Richard Lewontin is contactable and he still stands to these words which he wrote over 30 years ago.

Harvard Professor Richard Lewontin on natural selection:



Of course evolution is true, but there is no evidence natural selection is an evolutionary mechanism. Natural selection is a metaphysical concept, not a testable physical evolutionary mechanism or process.
Define "Evolutionary Mechanism"
I ask because it seems to me that you are merely making a mountain out of a mole hill with semantics.
 

painted wolf

Grey Muzzle
I have asked them for a period of over two years and still continue to do so, including the ones at my own university.
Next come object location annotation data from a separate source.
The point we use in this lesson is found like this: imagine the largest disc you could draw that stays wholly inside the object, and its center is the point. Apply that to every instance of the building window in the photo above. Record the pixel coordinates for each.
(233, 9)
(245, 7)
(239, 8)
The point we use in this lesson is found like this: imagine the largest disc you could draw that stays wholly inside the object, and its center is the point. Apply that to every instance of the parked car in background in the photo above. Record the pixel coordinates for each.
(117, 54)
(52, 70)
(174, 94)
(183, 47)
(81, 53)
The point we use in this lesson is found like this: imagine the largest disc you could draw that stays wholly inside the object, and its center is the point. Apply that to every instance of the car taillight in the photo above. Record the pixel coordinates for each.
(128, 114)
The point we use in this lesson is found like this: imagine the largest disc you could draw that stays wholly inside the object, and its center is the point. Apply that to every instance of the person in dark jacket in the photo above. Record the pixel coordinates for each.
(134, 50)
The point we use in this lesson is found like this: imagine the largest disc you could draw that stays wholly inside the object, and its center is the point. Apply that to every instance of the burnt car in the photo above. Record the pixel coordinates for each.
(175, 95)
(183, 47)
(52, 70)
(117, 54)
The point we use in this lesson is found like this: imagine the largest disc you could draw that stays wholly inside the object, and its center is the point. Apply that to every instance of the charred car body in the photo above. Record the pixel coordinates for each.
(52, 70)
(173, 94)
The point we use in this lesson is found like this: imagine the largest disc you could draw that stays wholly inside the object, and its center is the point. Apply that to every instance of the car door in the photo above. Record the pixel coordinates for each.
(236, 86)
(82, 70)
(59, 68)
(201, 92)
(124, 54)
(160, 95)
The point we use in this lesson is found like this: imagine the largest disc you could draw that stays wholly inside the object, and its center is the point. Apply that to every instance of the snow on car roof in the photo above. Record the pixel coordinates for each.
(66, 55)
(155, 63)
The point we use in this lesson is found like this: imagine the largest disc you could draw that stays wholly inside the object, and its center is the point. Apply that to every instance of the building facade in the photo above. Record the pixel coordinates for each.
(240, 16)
I speak to biology professors all the time. I have discovered half of them dismiss natural selection like myself and the others dogmatically defend it.
I find the terms "dismiss" and "dogmatically defend" to be problematic here. From what I've read from every one of your sources they have a much more nuanced view than you present.

Of course evolution is true, but there is no evidence natural selection is an evolutionary mechanism. Natural selection is a metaphysical concept, not a testable physical evolutionary mechanism or process.
Except that selective pressures have been demonstrated time and again both in the lab and in the field. :shrug:

wa:do
 

painted wolf

Grey Muzzle
Selection can be random.

It's still debated how much of a role random selective events play in evolution, but it's not insignificant.

wa:do
 
Selection is not the mechanism of evolution for the simple reason that it cannot be weighed on a balance, poured into a vial, or measured in specific units. Only a material component can be the mechanism of evolution and a metaphysical concept such as natural selection does not qualify.
 

LuisDantas

Aura of atheification
Premium Member
Selection is not the mechanism of evolution for the simple reason that it cannot be weighed on a balance, poured into a vial, or measured in specific units.

I'm afraid that this is quite the non sequitur.


Only a material component can be the mechanism of evolution and a metaphysical concept such as natural selection does not qualify.

Natural selection is not at all a metaphysical concept.